Aujourd’hui, je n’ai gardé que l’entreprise de marketing et de communication à Shanghai et, depuis peu, j’ai cédé la gestion de l’entreprise à une associée chinoise. En effet, j’ai voulu orienter ma carrière vers la diplomatie également en faisant de temps à autre le pont entre Maurice et la Chine. Cela me plaît et, donc, depuis septembre, j’ai trouvé une associée qui s’occupe de la gestion quotidienne de l’entreprise.

Pourquoi avoir fermé votre boîte à Pékin ?

Cela demandait trop d’investissement de soi; je ne pouvais être partout à la fois. J’ai donc tout délocalisé vers Shanghai depuis un an et demi. Je viens de terminer deux ans de cours dans le cadre de mon PhD et je prépare à présent ma thèse, que je devrais terminer vers début 2019.

Qu’est-ce qui vous a motivé à préparer un PhD en Law and Finance ?
Quand j’ai monté ma boîte, j’ai par moments eu le sentiment d’être saturé et d’être à court d’inspirations. J’ai donc fait une demande pour un PhD. Par ailleurs, je recherchais un break à travers ce cours. Cela me permettait de sortir du travail pour trois ou quatre heures car travaillant dans le marketing depuis 2010, c’était devenu un peu la routine. Cette formation me permettait aussi de rencontrer de nouvelles personnes, des jeunes entrepreneurs. Les deux ans de cours étaient plus académiques. C’est la base des finances que je connaissais déjà. Mais cela m’a permis de mieux comprendre le contexte légal du secteur des finances en Chine. En Chine, ce n’est que durant ces dernières années qu’on a commencé à tout réglementer. Avant, il n’y avait pas de lois rigides.

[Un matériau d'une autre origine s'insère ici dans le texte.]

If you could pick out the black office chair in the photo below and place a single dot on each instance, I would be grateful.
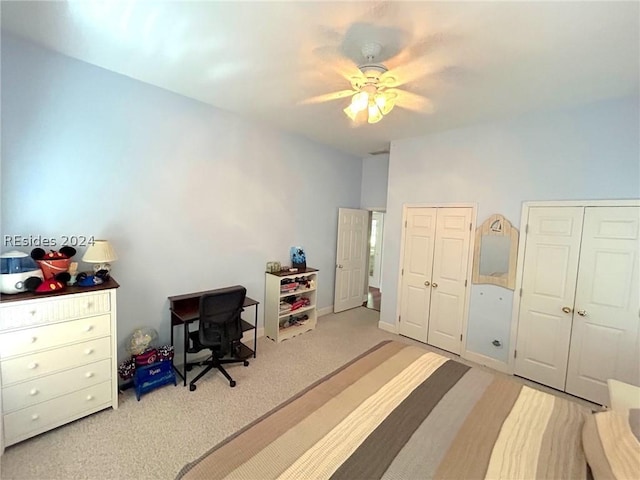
(220, 331)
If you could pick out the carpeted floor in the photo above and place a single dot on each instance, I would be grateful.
(155, 437)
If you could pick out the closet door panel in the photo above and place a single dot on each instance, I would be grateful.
(417, 270)
(550, 268)
(604, 341)
(450, 269)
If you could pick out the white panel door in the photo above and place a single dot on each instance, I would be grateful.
(449, 278)
(417, 265)
(604, 340)
(551, 256)
(351, 258)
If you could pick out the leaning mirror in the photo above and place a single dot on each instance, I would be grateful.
(496, 246)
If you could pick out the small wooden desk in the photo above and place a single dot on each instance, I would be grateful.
(185, 309)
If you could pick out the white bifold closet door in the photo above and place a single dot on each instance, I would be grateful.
(579, 309)
(434, 275)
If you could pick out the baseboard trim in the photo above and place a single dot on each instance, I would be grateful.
(388, 328)
(487, 361)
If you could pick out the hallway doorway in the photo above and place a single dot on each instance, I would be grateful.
(376, 227)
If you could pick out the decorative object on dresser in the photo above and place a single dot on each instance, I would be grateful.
(290, 303)
(15, 268)
(57, 358)
(100, 253)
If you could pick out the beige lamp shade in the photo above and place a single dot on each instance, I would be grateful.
(100, 253)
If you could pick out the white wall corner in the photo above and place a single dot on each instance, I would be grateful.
(325, 310)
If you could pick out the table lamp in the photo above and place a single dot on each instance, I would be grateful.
(100, 253)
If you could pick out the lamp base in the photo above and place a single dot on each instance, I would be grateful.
(102, 270)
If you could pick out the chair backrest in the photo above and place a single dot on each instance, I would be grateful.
(220, 324)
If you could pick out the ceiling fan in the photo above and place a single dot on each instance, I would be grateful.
(373, 93)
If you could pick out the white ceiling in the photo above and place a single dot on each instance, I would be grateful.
(473, 61)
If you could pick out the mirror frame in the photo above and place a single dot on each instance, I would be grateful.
(496, 225)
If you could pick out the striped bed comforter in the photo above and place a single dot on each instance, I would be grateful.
(401, 412)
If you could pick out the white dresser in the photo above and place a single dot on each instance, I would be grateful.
(58, 359)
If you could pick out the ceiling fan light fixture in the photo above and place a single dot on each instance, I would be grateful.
(375, 115)
(359, 101)
(351, 113)
(384, 102)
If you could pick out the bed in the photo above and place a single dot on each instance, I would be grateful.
(402, 412)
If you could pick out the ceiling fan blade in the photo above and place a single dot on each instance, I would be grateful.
(327, 97)
(413, 102)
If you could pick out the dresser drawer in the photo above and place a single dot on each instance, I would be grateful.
(43, 416)
(38, 312)
(45, 388)
(49, 336)
(42, 363)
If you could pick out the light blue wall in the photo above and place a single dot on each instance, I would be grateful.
(191, 197)
(592, 152)
(375, 175)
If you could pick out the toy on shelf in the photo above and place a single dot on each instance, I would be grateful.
(141, 340)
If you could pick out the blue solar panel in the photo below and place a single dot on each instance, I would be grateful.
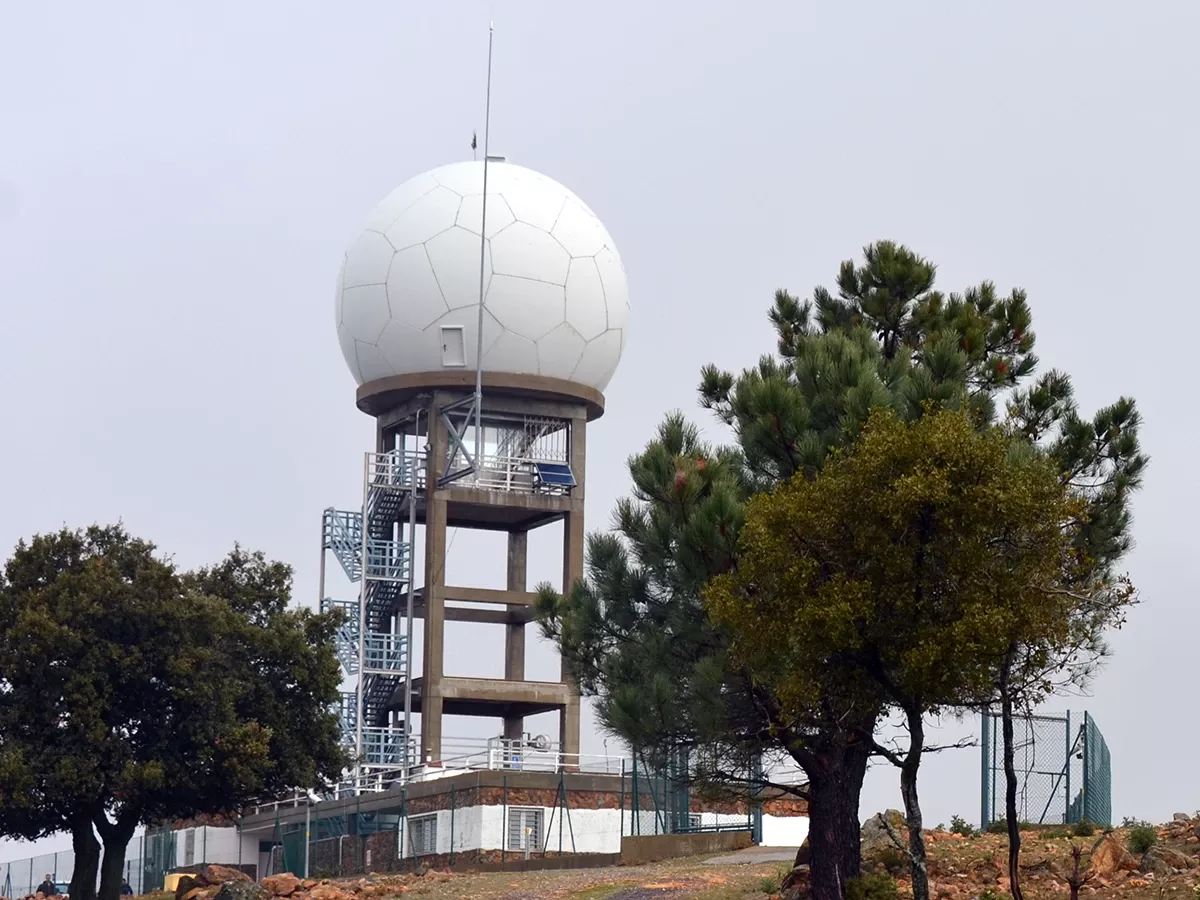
(555, 473)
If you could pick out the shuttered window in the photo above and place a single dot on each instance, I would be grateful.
(423, 835)
(525, 829)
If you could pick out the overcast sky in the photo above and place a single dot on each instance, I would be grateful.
(178, 187)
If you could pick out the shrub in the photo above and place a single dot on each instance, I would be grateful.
(1083, 828)
(1143, 838)
(960, 826)
(871, 887)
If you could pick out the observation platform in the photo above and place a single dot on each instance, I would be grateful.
(490, 696)
(519, 605)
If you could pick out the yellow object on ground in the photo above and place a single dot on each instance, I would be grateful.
(171, 881)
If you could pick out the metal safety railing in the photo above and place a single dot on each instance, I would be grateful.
(395, 469)
(387, 559)
(383, 652)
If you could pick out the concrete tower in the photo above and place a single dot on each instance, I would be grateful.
(553, 323)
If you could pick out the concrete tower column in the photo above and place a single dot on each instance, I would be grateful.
(435, 593)
(573, 570)
(515, 630)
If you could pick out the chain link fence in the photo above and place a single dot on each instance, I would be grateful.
(1063, 771)
(149, 857)
(499, 827)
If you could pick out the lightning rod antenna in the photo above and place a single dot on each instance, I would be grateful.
(483, 263)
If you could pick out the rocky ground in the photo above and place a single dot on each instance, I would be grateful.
(961, 868)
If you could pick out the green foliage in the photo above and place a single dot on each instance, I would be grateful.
(960, 826)
(871, 887)
(133, 694)
(1143, 838)
(635, 633)
(895, 575)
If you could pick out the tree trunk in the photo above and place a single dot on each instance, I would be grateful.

Vous avez visiblement plus d’une corde à votre arc. Cette année, vous avez tourné un documentaire intitulé “A Long Way from Home” sur les immigrants chinois dans le cadre du 45e anniversaire des relations bilatérales entre Maurice et la Chine. Qu’est-ce qui vous a mené vers une telle démarche ?
En fait, cette année, c’est la deuxième fois que j’ai été invité au Shanghai Film Festival. J’étais parmi les invités VIP, troisième après le maire de Shanghai, pour avoir travaillé au niveau de l’organisation et de la conception de l’événement. Mon entreprise a travaillé depuis plusieurs années avec divers départements du gouvernement de Shanghai. Cette implication à ce festival m’a permis de visionner pas mal de films sur différents pays et je me suis dit : « Pourquoi pas Maurice ? ». Tout a commencé comme ça. Juste après donc, j’en ai discuté avec ma nouvelle associée, Mimi Lin, une Chinoise. On se connaît depuis 15 ans et il y a 10 ans, on s’est dit qu’on allait tourner quelque chose. Et cette année, je me suis dit, pourquoi pas. On a les ressources, il suffit de sacrifier un peu de notre temps et de notre énergie.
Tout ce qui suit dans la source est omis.